Cartographie applicative
Cette étape est effectuée par le DPO et le RSSI.
L’objectif de cette étape est de réaliser une cartographie applicative afin de recueillir toutes les mesures de sécurité techniques et organisationnelles présente dans les applications/ logiciels utilisés par les métiers.
En addition de cette cartographie, s’ajoutent les mesures de sécurité présentes dans les divers politiques de sécurité de l’organisme (ex : Politique de Sécurité des Systèmes d’Information ; Politique De Confidentialité Des Données À Caractère Personnel …).
Cette cartographie apportera une meilleure vision des mesures de sécurité au DPO et aux métiers. Cela permettra ensuite de renseigner plus aisément les fiches de traitement lors de l’étape de rédaction.
Rédaction du registre des traitements
Travail préliminaire
En fournissant un modèle de fiche de traitement, cette étape permettra aux métiers de se préparer aux attendus du registre et de regrouper les informations nécessaires à la rédaction des fiches de traitement lors de l’atelier avec le DPO.
Les métiers pourront commencer à renseigner au mieux leurs fiches de traitement, allégeant ainsi l’étape suivante.
L’objectif de cette étape n’est pas de faire remplir les fiches du registre par les métiers. Faire rédiger les fiches de traitement uniquement par les métiers n’est pas une pratique recommandée. Pour un registre cohérent et sans lacune, la rédaction des fiches de traitement nécessite une collaboration du DPO et des métiers.
Atelier DPO et Métiers
Un atelier « Registre » est organisé pour chaque métier.
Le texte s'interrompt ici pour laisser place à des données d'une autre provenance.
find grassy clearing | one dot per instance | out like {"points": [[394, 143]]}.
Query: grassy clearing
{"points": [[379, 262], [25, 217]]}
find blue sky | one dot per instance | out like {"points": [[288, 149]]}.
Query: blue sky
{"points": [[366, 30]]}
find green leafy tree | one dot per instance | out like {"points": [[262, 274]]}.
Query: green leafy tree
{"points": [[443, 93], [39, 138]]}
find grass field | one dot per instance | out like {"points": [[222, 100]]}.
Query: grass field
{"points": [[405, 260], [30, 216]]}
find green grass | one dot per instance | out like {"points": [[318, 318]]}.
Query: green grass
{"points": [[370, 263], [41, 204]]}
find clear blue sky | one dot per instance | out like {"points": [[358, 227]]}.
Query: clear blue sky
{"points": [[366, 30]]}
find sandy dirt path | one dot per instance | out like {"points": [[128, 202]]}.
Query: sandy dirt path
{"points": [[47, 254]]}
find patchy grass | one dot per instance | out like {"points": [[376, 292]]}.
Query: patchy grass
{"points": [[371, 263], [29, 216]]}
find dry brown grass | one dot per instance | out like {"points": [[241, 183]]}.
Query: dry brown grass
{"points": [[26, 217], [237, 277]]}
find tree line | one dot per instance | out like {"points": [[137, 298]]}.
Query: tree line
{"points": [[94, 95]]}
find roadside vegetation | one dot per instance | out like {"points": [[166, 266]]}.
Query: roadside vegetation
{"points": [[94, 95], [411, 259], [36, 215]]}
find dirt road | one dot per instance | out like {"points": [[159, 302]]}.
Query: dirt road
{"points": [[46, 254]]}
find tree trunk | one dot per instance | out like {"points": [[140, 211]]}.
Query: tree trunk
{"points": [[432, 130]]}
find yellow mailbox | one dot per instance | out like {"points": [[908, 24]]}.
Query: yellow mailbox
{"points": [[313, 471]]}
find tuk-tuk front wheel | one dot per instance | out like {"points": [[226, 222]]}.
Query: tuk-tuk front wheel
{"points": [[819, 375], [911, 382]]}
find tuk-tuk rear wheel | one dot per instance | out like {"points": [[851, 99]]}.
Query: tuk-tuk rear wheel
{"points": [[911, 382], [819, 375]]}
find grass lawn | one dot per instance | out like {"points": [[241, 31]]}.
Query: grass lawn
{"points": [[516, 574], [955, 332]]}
Lors de ces ateliers, le DPO et l’interlocuteur/référent métiers déterminent les fiches de traitement qui doivent être établies.
Ainsi, lors des ateliers, le DPO et les interlocuteurs vont renseigner l’ensemble des informations exigées à l’article 30 du RGPD.
La rédaction du registre sera l’occasion pour le DPO d’informer et de conseiller les métiers et de contrôler le respect des divers traitements aux exigences de la règlementation :
- Soumettre les traitements au principe de minimisation (Article 5.1.c du RGPD) « Cette donnée est-elle nécessaire dans le cadre du traitement ? » ;
- Soumettre les traitements au principe d’une durée de conservation limitée (Article 5.1.e du RGPD) « Une durée de conservation a-t-elle été fixée ? Une purge des données est-elle prévue ? »
Face aux manquements à la règlementation relevés lors des ateliers, cette étape de rédaction sera l’occasion pour le DPO d’enrichir son plan d’action de mise en conformité.
Les principes entourant la rédaction du registre des traitements
Un registre écrit
Ce registre doit être fait par écrit (format papier ou électronique)
Un registre clair et précis
Le registre doit être clair et précis pour l’autorité de contrôle (CNIL) et compréhensible pour l’ensemble des acteurs en charge de la conformité collaborant au sein de votre organisme.
Un registre à jour
Les informations renseignées dans le registre doivent être exactes et refléter les traitements opérés.
Par ailleurs, le registre est un outil vivant qui doit faire l’objet de mises à jour constantes, il doit être à jour des évolutions fonctionnelles et techniques qui portent sur les traitements de données.
De plus, une revue périodique du registre avec les métiers doit être mise en place. Une revue complète du registre tous les ans est une bonne pratique.
En appliquant cette démarche proposée, vous avez maintenant les clés pour mener au mieux la rédaction du registre des traitements de votre organisation.